I start each week with these intentions – don’t we all? And then reality encroaches – more school holidays (we’ve nearly reached the end of them, hallelujah!), more health setbacks.
Currently, my eyes are the problem spot. If I’m learning nothing else on this pharmaceutical adventure tour, it’s that you should never assume that the least common side effect of the medication can’t possibly happen to you. Somehow, I have been spared of the fevers and chills and many other side effects more common with the combination therapy I’m on. The ocular side effects don’t even make the handy chart. One of them occurred in 0.2% of patients, and the other in 2% of patients (meaning one patient in 55). Dr P has only had one prior patient experience iritis – in both eyes simultaneously, and (I guess) only once.
I find myself in the uncomfortable position of feeling like a guinea pig, even though my treatment has been approved and deemed safe. My ophthalmologist, Dr D, examined me yesterday. I am recovering well from my third bout of iritis, but then I mentioned offhand that I’ve been seeing lots of floaters and flashes of light in the other eye. For about a week if not longer. This meant – guess what? – more tests, more dilating, more waiting. In the end, he did not see a detached retina, but left a long voice mail for a colleague of his, a retina specialist, mentioning things like cells and “snowbanking.” I have an appointment with the retina specialist for Monday. Which means I get to spend the weekend worrying about what happens if my eye stops working altogether, suddenly.

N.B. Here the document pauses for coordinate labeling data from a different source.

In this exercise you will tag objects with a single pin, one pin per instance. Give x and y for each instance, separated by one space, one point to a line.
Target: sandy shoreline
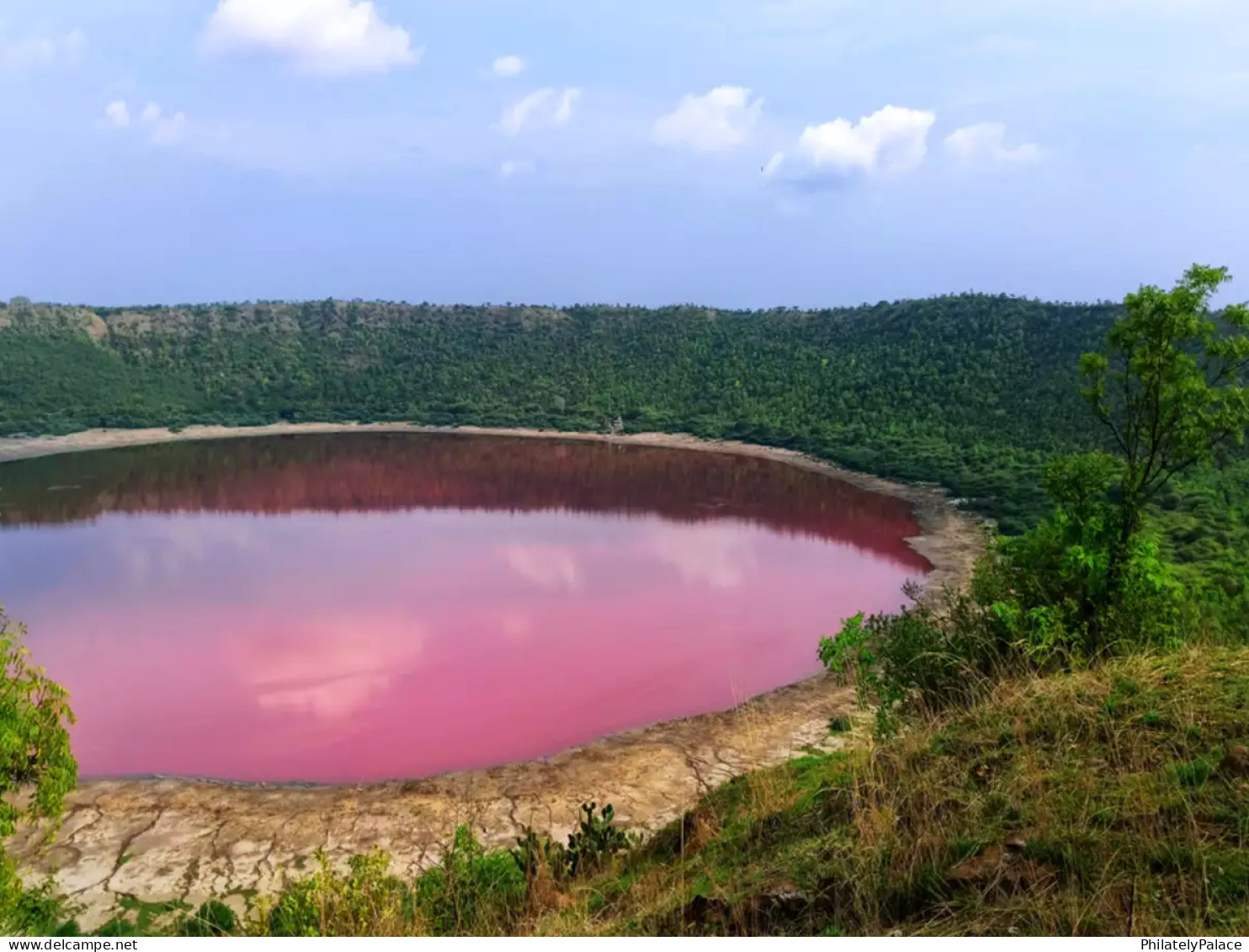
949 539
162 840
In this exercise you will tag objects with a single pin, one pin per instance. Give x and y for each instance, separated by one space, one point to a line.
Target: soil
183 840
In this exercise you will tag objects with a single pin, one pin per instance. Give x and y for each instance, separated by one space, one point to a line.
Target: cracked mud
183 840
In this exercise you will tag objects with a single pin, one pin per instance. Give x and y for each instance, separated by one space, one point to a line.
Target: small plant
213 918
366 901
839 724
595 841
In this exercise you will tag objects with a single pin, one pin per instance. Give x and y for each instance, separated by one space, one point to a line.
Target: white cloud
985 142
542 108
890 140
118 114
549 567
30 51
515 167
508 66
719 120
162 130
172 130
325 36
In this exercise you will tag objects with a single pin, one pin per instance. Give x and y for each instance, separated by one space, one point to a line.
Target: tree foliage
1088 581
1172 385
35 763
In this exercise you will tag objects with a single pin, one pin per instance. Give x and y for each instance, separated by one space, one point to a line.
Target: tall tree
1169 386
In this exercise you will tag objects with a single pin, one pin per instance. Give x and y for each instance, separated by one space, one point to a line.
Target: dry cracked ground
162 840
173 840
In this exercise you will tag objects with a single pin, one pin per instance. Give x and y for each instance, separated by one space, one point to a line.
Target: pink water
356 608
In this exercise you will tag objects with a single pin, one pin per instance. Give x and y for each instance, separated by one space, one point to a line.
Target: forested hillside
970 391
967 390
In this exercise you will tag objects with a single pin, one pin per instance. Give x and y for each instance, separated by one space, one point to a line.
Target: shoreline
943 540
189 840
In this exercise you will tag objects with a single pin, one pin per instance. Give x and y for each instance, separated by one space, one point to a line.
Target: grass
1104 802
1094 804
1112 801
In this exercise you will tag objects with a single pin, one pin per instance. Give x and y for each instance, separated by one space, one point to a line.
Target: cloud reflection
333 668
716 555
549 567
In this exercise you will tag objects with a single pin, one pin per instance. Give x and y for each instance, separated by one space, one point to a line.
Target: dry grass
1108 802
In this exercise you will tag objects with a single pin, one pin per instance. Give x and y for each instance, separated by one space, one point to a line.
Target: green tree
36 765
1169 386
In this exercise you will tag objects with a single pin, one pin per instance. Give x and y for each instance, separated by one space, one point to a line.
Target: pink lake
359 608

Earlier this week, on one of the kids’ days off from school, we took the subway up to the Bronx Zoo. We’ve only ever driven up there, so when we got off the train, I was trying to navigate the short but confusing walk to the zoo entrance. I started us off in the right direction, then thought it was wrong, then corrected course again. My glasses helped read road signs, but were no help at all with the map on my phone. My frustration level was rising.
We wound up on a dusty median where two busy parkways interconnected, and I saw a sign for the zoo but wasn’t sure if it was a pedestrian route. I had noticed out of the corner of my blurry eye a man sitting a distance away, and was dismayed to see him approach us offering guidance. We were in unknown territory and I hated the kids to see me not knowing where to go and having to talk to people who hung around on dusty medians. The man very kindly pointed us the right way, but I was so overwhelmed, I kind of snapped at him. As we walked to the zoo, I broke down silently sobbing. I hadn’t needed to be so mean. Crying made it even harder to see. Young J noticed I was crying and asked why. Poor kid, I unleashed every single bullet point of why I was crying. And very little of the list had to do with our actual situation. I did notice him trying to make things better – which is one of J’s most amazing qualities – and I was moved to see it developing in my kid.
We had a grand time at the zoo, but we stayed too late and wound up heading home on the train at rush hour. There were over 30 stops between us and home, and we didn’t get seats for the first seven or eight of them. By the time we reached Brooklyn, the kids were fed up and restless and making me crazy. I came home and once again, J was there to make things better. I collapsed until dinnertime.
I lose perspective very easily. For example, it took me a couple of days to stop thinking of the zoo outing as anything more than an ordeal. I’m sure the kids remember it much more fondly.
I obviously need to work on this, especially given the uncertainty underlying everything I do these days – I don’t have any guarantees I’ll be able to repeat any experience I have. My shrink talks about that a lot. She says that eventually I will come out the other side of this and be able to accept that my life may or may not be as long as I’d hoped, and that there’s a chance I should rethink the things I’ve kept putting off until later, until the kids are older, until until until… I guess I just have to trust her.
On the other hand, my illness, and more specifically the side effects brought on by the cure, have given me insights into maladies I hadn’t been familiar with previously. Last fall, I got a small preview of what it must be like to have chronic digestive issues. Now, I imagine I have a better understanding of visual impairments and how exhausting it is to navigate the world without being able to count on perfect sight.
It’s the end of the week. I am making chili for dinner, which, at least temporarily, will make me a very popular person. The house is looking less like a hurricane hit it than last week – which is funny, because an actual hurricane is apparently headed to our general vicinity. It will be a good weekend to hole up at home, out of the rain and sudden chill, and remind myself over and over that I have just this one life (of indeterminate length), and it would be a shame to spend so much of it being pissed off.